[PD] save search path 0.43 OSX

Jonathan Wilkes jancsika at yahoo.com
Sat Mar 3 23:49:34 CET 2012


----- Original Message -----

> From: Mathieu Bouchard <matju at artengine.ca>
> To: IOhannes m zmoelnig <zmoelnig at iem.at>
> Cc: pd-list <pd-list at iem.at>
> Sent: Saturday, March 3, 2012 3:36 PM
> Subject: Re: [PD] save search path 0.43 OSX
> 
> Le 2012-02-27 à 18:31:00, IOhannes m zmoelnig a écrit :
>>  On 2012-02-27 18:22, Jonathan Wilkes wrote:
>>>  Sorry for the obscure example, but I think it's important for 
> abstractions to have some way
>>>  of accessing "class-wide" data-- like this:
>>  you mean something like [1]?
>>  [1]
>> 
> https://sourceforge.net/tracker/?func=detail&aid=1403917&group_id=55736&atid=478072
> 
> It's related, but the need is for something that doesn't depend on the 
> way it's written : if [import shadok] then [shadok/gibi] and [gibi] might be 
> the same, but will use different receive-symbols.
> 
> But more importantly, what you suggest is for accessing all canvas-objects that 
> are of a same abstraction-class, which is not the same as sharing various 
> properties that belong to a certain abstraction-class.

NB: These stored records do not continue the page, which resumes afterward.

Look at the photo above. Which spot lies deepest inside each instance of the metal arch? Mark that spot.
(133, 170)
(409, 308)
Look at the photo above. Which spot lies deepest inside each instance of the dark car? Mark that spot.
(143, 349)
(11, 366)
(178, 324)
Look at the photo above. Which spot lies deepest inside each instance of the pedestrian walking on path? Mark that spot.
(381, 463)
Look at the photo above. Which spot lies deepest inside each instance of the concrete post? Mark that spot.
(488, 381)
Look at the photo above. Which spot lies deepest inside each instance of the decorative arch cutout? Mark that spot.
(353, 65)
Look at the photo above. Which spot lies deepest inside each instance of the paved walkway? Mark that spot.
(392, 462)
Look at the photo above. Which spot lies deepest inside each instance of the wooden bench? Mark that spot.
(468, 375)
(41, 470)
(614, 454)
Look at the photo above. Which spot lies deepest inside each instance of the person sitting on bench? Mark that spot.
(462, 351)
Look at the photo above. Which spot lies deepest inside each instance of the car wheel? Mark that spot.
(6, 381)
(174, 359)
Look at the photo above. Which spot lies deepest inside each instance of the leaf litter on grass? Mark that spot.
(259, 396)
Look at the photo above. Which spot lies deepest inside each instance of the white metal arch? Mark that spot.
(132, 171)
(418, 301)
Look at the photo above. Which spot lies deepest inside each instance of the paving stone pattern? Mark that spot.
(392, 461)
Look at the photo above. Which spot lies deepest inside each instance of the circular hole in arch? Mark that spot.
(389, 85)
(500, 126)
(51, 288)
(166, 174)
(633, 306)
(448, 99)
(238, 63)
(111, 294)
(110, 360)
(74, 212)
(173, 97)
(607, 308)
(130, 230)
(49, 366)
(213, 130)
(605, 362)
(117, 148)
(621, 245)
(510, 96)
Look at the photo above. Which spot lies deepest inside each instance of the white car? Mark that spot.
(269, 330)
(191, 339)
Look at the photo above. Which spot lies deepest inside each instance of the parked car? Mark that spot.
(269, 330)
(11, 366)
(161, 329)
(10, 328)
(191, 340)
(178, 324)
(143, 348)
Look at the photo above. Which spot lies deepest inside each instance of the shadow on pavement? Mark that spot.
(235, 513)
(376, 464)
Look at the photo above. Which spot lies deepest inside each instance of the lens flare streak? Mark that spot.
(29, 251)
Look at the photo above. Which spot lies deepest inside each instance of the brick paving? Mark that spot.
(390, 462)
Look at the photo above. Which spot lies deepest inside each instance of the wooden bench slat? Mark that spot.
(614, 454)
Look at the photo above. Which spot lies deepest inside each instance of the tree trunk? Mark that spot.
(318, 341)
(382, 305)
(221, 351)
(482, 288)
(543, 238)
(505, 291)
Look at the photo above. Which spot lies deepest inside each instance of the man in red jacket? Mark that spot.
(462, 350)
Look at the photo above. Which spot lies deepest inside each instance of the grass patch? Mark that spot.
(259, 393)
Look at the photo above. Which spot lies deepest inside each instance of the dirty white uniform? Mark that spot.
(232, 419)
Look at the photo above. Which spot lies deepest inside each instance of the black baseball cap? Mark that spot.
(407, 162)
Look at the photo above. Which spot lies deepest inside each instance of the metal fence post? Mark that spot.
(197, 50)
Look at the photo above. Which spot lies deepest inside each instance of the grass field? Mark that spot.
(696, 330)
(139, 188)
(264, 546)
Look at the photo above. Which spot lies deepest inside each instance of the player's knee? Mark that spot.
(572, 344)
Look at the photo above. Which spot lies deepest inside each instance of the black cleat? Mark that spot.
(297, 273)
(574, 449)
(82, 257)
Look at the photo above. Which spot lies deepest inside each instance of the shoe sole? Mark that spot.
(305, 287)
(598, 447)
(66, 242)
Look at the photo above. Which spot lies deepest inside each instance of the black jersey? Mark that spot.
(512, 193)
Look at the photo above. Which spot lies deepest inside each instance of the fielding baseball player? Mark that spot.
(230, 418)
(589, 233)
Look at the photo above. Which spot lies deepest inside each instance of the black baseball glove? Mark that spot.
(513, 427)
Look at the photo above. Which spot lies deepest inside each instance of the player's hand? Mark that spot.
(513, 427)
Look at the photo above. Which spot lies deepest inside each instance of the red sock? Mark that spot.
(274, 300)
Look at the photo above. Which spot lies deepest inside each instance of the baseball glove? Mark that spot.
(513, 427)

I think I have a different solution which doesn't need an "echo" method for canvases.

To send globally to _this_ abstraction, just concatenate the directory it lives in with 
the filename.

To send to all instances on the parent canvas, just send to the above prefixed with 
the parent $0.

To send to all instances anywhere up to the toplevel, just send to toplevel $0 plus 
dir plus filename.

However, if you are in the parent patch and you want to send to all the abstractions 
that are children of the parent patch (non-locally), pd-foo/bar.pd seems like the only 
way to do that.

> 
> I mean that the canvas-object used to make an abstraction-object is not the same 
> as the abstraction-object itself. The canvas-object does not directly handle 
> stuff that is implemented in pd, and its receive-symbols are really about 
> canvas-responsibilities.
> 
> So if an abstraction pretends to be a canvas using [receive] in an attempt to 
> extend the list of methods that the object supports, then every message not 
> meant for the canvas will cause « canvas: no such method ».

Right, that's what the "echo" method is about.

> 
> An abstraction-object's canvas object, even though it represents the object 
> itself, usually shouldn't be talked to directly from outside, as the 
> abstraction-class is what is supposed to know whether and how 'vis', 
> 'coords', etc., should be used.

My alternative method outlined above avoids this.